How much salt is too much for you to eat? General guidelines these days say 2,300 mgs for normal people and 1,500 mgs for those with heart or blood pressure issues (i.e. me) or people 51 or older.
So how do you translate that into meals, especially meals eaten away from home? My rule is to try to stay under 1,200 mgs a day since I assume measurements on packaged products or for restaurant nutrition menus can be off a bit. That translates into 400 mgs a meal. That’s for a meal, not a single part of a meal like a turkey burger or side dish like broccoli or whole wheat pasta.
That’s not much at all.
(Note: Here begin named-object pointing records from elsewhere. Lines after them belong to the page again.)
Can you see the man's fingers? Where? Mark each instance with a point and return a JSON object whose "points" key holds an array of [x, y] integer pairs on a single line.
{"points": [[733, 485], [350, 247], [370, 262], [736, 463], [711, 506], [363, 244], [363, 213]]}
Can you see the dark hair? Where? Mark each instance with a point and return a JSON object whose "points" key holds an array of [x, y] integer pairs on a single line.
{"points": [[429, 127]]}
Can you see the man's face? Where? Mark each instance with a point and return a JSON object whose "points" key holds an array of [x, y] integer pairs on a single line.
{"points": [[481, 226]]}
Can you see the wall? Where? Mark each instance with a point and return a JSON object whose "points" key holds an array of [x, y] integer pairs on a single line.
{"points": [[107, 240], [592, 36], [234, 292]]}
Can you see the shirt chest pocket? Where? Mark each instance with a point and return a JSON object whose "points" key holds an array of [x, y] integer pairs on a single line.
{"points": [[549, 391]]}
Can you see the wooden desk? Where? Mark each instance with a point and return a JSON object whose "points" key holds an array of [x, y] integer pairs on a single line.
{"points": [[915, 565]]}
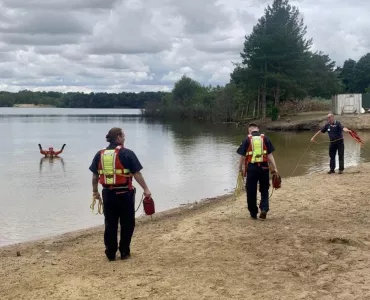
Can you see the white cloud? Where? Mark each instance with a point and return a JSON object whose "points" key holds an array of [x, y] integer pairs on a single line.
{"points": [[137, 45]]}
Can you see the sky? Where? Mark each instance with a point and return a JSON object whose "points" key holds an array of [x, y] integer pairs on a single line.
{"points": [[132, 45]]}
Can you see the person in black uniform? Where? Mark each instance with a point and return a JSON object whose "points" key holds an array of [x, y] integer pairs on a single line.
{"points": [[257, 172], [335, 131], [119, 201]]}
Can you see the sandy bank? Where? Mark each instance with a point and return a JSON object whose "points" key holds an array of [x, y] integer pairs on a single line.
{"points": [[314, 120], [314, 245]]}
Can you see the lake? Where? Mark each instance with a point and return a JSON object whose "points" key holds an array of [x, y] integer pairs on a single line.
{"points": [[183, 162]]}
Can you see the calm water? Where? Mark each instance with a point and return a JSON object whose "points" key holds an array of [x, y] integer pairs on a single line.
{"points": [[183, 162]]}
To achieve that level you have to avoid:
* Salad dressings (use oil and vinegar; vinaigrette blends normally have lots of salt, avoid those too)
* Regular marinades (I use salt-free ones)
* Regular ketchup (loaded with salt and sugar; I buy a low-salt, sugar-free version)
* Asian food of any kind (soy sauce, teriyaki sauce, both are loaded with salt, even so-called low-salt varieties)
* Processed meats like hot dogs and cold cuts (which I once loved so much).
* Frozen meals and meal kits
* Canned soups
* Potato chips, indeed chips of all kinds (veggie straws are loaded with salt)
* Pre-made buffet restaurant items (normally salted before displaying)
* Most restaurant foods
Cutting salt is a tough, tough thing to do, because it’s overused all around us.
Use a meal tracker like Lose It! or MyFitnessPal to check the sodium in everything you eat.
I’ve managed to cut my salt to the 1,200 mgs a day target, you can too, but know it will be tough and require a major change in your eating habits starting today.